Cooking Solves Everything
Why cook? With all the available options—restaurants, take-out, prepared food—more widespread and relatively cheaper than ever before, why bother?
Millions don’t. Seven percent of Americans say they never cook; 30 percent say they cook three or four times a week. (That’s literally billions of cooking opportunities passed by weekly.) The rest of the time, they rely on anything but cooking to put breakfast, lunch, or dinner on the table. Many people don’t bother with a table at all, but eat in their cars, or standing at a counter, or sitting in front of a screen.
And that’s a shame, because cooking is a basic, essential, worthwhile and even enjoyable task. If you’re a person with some leisure time and a little bit of money, if you’re not living on the edge, if you’re not gathering fuel and water and worrying about whether the food you have managed to scrape together is enough to feed your family—that is, if you’re a more-or-less typical American—cooking will change your life for the better.

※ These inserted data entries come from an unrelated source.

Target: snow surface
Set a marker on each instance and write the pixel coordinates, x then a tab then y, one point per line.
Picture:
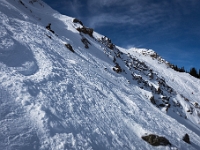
53	99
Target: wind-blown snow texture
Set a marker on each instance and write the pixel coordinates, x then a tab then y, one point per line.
101	97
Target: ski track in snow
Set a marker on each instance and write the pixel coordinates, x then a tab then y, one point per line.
51	98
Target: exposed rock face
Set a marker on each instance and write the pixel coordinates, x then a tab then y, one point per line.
156	140
186	138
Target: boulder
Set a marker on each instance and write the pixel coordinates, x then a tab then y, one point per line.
156	140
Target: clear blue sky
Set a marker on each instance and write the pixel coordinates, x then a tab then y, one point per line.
170	27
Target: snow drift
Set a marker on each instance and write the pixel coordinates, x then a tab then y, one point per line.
64	86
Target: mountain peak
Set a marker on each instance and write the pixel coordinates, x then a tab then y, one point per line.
65	86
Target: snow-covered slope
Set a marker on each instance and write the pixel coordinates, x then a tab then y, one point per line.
63	89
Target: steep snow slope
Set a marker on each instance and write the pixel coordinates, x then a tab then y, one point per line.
100	97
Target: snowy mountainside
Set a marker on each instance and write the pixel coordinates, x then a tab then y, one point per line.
64	86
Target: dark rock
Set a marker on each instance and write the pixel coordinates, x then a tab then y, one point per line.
156	140
152	100
85	30
77	21
69	47
186	138
85	42
48	27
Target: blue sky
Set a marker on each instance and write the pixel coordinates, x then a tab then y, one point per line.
170	27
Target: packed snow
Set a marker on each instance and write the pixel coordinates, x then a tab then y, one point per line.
98	97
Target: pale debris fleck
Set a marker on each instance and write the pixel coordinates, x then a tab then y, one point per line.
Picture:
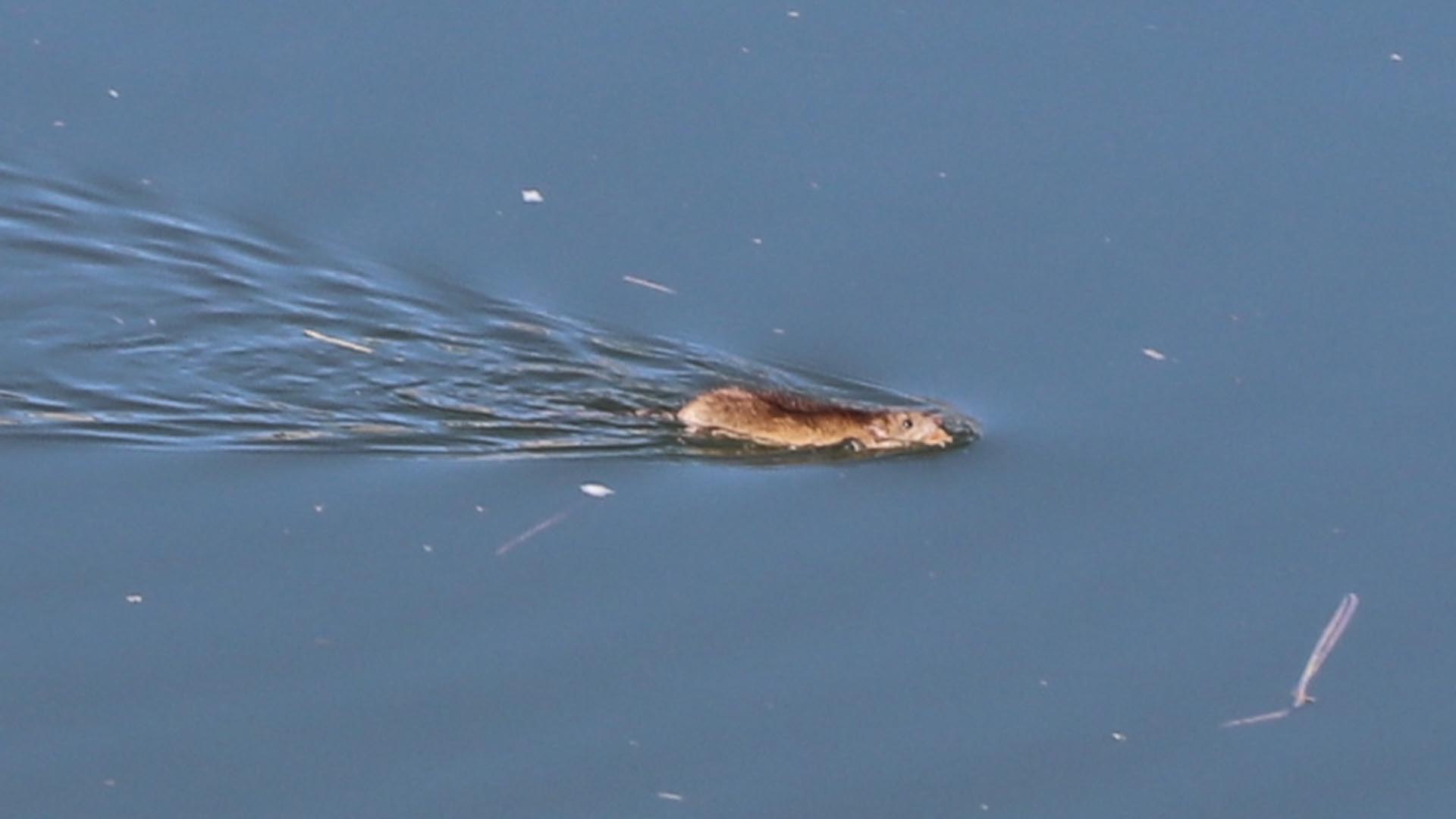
598	490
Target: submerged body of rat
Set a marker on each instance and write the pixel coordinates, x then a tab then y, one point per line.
775	419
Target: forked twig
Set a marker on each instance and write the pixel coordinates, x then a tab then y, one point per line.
1334	630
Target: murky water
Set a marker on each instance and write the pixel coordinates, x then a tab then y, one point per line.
136	325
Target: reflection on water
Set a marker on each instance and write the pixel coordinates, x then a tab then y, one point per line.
128	324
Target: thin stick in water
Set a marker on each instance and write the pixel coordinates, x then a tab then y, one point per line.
1334	630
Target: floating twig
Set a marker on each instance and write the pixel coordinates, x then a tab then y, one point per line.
1327	643
1334	630
648	284
335	341
590	490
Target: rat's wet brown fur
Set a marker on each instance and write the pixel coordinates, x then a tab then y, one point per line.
780	419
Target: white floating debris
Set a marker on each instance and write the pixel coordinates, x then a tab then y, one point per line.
648	284
598	490
337	341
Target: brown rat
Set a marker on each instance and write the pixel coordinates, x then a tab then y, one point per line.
777	419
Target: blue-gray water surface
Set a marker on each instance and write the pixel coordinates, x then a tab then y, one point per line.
1188	265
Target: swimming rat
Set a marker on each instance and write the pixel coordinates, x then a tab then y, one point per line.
778	419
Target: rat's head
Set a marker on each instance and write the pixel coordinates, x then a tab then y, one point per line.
909	428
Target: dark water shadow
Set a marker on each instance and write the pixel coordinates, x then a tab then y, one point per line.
127	324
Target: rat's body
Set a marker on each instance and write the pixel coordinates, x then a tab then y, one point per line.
775	419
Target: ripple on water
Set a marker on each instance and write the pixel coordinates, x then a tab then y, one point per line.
128	324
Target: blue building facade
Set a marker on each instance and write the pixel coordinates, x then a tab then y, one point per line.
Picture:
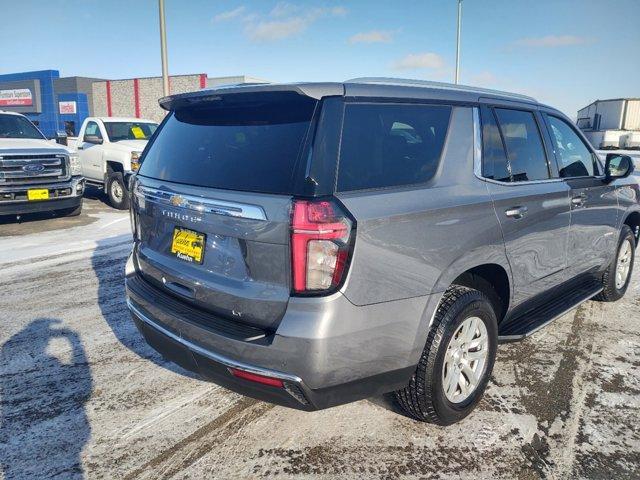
53	103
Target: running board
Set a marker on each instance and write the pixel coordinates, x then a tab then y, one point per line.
520	327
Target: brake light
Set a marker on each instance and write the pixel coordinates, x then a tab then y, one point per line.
320	245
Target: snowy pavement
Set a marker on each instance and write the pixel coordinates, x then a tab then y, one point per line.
83	396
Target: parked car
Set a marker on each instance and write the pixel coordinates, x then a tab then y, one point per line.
36	174
326	242
110	150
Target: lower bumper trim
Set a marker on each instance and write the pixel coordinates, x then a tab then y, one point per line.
227	362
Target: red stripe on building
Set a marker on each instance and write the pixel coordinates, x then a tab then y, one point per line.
136	96
108	98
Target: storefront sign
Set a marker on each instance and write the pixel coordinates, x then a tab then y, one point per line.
16	98
67	107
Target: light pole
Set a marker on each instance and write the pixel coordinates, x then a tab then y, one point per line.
163	50
457	41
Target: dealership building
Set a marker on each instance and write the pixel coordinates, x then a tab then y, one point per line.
60	104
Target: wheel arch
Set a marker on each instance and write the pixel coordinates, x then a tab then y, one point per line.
633	221
491	279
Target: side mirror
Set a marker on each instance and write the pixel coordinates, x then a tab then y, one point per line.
618	166
93	139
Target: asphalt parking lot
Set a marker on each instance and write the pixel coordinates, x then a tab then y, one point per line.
83	396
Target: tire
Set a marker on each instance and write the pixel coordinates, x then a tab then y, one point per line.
424	398
613	288
117	191
72	212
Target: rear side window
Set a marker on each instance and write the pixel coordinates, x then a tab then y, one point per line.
494	158
387	145
239	145
523	143
574	158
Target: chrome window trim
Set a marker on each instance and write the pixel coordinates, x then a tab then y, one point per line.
202	204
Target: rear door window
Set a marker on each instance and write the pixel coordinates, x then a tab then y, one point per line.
574	157
92	129
389	145
239	145
523	143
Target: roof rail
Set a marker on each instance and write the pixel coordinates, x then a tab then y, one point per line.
439	85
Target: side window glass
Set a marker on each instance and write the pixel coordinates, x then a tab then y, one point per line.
386	145
494	159
574	158
524	145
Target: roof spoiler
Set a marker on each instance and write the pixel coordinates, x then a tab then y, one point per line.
312	90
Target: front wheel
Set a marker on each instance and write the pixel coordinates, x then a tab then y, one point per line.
457	360
117	191
617	276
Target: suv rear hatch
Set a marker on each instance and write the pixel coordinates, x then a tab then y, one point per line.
212	201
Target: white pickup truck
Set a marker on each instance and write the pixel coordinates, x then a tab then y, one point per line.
109	149
36	174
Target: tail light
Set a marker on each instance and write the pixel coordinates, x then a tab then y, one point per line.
321	237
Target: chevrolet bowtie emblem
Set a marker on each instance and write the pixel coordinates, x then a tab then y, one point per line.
177	201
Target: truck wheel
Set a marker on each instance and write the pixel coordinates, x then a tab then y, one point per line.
72	212
457	360
117	191
616	278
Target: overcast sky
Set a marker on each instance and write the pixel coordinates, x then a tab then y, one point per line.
566	53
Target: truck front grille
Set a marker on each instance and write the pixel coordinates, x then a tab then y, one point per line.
33	169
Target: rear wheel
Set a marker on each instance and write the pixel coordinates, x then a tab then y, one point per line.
117	191
457	360
617	276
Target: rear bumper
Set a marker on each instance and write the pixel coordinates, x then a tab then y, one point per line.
319	368
67	195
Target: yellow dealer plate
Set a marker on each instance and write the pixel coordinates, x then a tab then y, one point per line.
38	194
188	245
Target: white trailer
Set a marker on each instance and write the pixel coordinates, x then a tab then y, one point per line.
613	123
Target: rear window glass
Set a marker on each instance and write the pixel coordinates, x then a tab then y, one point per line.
118	131
524	145
387	145
247	146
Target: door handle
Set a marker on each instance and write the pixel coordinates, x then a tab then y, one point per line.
516	212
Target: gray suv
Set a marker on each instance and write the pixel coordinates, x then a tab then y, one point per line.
314	244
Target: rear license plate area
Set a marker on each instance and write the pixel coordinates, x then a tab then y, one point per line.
188	245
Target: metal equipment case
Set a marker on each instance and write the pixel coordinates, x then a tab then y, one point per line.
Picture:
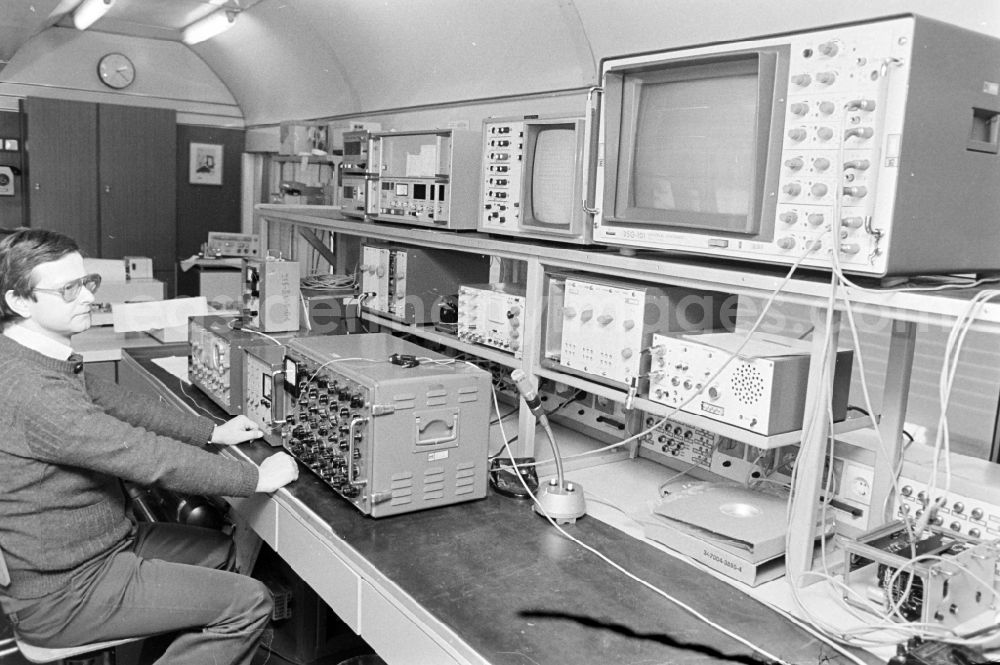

We can start with the smallest example, the one I know best: what cooking did for me.
I began to cook on some kind of a regular basis in 1968, when I was 18 and a sophomore in college. The previous year, I had lived in a dorm and eaten cafeteria food. At that time, college cafeteria food was the rough equivalent of high school or hospital cafeteria food today, which is to say it was wretched, a step above prison food, but not a big step.
I had grown up in New York City; my mother was wh...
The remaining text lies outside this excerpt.